I saw her shudder and I smiled. ‘She can join the Lady Æthelflaed, perhaps?’ I asked Ceolnoth.

‘If her brother desires it,’ he said stiffly.

‘It is customary,’ Ceolberht said, ‘for a widow to seek God’s shelter.’

‘But the Lady Eadith,’ I heaped scorn on the word ‘lady’, ‘is not a widow. She’s an adulterer like the Lady Æthelflaed.’ Ceolnoth looked at me with shock. What I had said was common knowledge, but he had hardly expected me to say it aloud. ‘As am I,’ I added.

‘God offers his protection to sinners,’ Ceolnoth said unctuously.

‘Especially to sinners,’ Ceolberht said.

‘I’ll remember that,’ I said, ‘when I’ve finished sinning.

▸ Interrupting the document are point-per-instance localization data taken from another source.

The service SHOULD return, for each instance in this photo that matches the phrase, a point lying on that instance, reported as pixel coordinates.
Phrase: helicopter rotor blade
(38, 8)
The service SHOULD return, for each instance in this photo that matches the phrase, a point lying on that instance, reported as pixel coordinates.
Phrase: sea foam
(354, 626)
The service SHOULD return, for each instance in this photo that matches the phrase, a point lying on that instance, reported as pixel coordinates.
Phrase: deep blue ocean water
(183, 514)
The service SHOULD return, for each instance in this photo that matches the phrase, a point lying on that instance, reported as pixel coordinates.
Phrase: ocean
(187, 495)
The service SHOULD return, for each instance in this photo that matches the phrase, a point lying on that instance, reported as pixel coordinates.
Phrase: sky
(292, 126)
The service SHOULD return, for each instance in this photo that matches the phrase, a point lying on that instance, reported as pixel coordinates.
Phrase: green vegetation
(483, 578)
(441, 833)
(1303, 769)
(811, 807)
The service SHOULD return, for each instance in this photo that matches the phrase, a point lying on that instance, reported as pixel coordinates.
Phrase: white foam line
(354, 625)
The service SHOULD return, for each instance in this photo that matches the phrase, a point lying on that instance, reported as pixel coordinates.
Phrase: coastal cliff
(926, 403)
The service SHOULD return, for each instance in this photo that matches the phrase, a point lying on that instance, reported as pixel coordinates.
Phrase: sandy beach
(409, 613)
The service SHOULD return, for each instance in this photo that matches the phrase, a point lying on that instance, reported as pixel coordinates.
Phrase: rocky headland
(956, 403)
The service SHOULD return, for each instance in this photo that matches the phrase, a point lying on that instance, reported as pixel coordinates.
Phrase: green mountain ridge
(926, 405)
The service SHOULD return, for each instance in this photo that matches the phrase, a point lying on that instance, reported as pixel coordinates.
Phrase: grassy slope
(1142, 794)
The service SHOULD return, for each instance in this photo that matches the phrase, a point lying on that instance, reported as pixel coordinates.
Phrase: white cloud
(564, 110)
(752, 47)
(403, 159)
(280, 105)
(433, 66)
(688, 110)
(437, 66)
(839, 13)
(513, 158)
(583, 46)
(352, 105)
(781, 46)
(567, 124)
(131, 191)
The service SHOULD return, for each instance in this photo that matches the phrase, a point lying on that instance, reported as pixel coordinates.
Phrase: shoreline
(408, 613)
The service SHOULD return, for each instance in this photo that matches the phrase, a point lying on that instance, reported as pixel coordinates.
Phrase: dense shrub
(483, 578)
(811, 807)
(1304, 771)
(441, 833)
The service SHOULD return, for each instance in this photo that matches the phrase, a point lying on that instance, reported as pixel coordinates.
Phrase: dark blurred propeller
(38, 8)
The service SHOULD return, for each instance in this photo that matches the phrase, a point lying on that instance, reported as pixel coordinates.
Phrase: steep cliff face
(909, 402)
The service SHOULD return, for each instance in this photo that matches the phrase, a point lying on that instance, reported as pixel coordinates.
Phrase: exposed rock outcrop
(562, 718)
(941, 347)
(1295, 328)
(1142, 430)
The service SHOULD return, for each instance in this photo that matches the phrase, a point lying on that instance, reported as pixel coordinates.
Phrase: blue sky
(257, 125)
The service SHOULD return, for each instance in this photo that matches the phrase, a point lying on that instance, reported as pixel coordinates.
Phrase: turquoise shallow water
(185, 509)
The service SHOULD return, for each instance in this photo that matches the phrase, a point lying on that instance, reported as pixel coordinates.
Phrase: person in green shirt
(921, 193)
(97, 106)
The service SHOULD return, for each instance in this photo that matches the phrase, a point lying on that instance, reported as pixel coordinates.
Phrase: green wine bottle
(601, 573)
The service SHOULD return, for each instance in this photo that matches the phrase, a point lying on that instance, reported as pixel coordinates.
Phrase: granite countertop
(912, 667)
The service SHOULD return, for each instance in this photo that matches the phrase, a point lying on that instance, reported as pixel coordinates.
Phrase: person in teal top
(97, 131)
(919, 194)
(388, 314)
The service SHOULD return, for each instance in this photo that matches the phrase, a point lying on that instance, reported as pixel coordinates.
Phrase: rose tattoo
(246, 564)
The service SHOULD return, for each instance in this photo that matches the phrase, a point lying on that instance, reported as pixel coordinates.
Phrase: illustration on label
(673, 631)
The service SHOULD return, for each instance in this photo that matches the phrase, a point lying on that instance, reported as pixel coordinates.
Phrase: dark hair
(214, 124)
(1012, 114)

But for now,’ I looked at Ceolnoth, ‘tell me what happened at the end of the battle of Teotanheale?’

He was puzzled by the question, but seemed to do his best to answer it. ‘King Edward’s forces pursued the Danes,’ he said, ‘but we were more concerned for the Lord Æthelred’s wound. We helped carry him from the field and so saw little of the pursuit.’

‘But before that,’ I said, ‘you saw me fight Cnut?’

‘Of course,’ he said.

‘Of course, lord,’ I reminded him of his absent courtesy.

He grimaced. ‘Of course, lord,’ he said reluctantly.

‘I was carried from the field too?’

‘You were, and we thank God you lived.’

Lying bastard. ‘And Cnut? What happened to his corpse?’

‘It was stripped,’ Father Ceolberht said, his lack of teeth making a thickly sibilant sound of the words. ‘He was burned with the other Danes,’ he paused, then forced himself to add, ‘lord.’

‘And his sword?’

There was a moment’s hesitation, a moment so short that it was hardly noticeable, but I noticed it, just as I noted that neither priest looked at me as Ceolnoth answered. ‘I did not see his sword, lord.’

‘Cnut,’ I said, ‘was the most feared warrior in Britain. His sword had killed hundreds of Saxons. It was a famous weapon. Who took it?’

‘How would we know, lord?’ Ceolnoth retorted.

‘It was probably a West Saxon,’ Ceolberht said vaguely.

The bastards were lying, but short of thumping the truth from them there was little I could do, and Æthelflaed, who was riding not twenty paces behind me, disapproved of me thumping priests. ‘If I discover that you’re lying to me,’ I said, ‘I’ll cut your damned tongues out.’

‘We do not know,’ Ceolnoth said firmly.

‘Then tell me what you do know,’ I said.

‘We told you, lord, nothing!’

‘About the next person to rule in Mercia,’ I finished my question. ‘Who should it be?’

‘Not you!’ Ceolberht spat.

‘Listen, you spavined piece of serpent shit,’ I said, ‘I don’t want to rule in Mercia, nor in Wessex, nor anywhere except my home in Bebbanburg. But you two supported her brother,’ I nodded towards Eadith who had been listening closely to the conversation. ‘Why?’

Ceolnoth hesitated, then shrugged. ‘The Lord Æthelred,’ he said, ‘left no heir. Nor was there any ealdorman who was a natural successor. We discussed the problem with the Lord Æthelhelm, who convinced us Mercia needed a strong man to defend its northern frontiers, and Eardwulf is a good warrior.’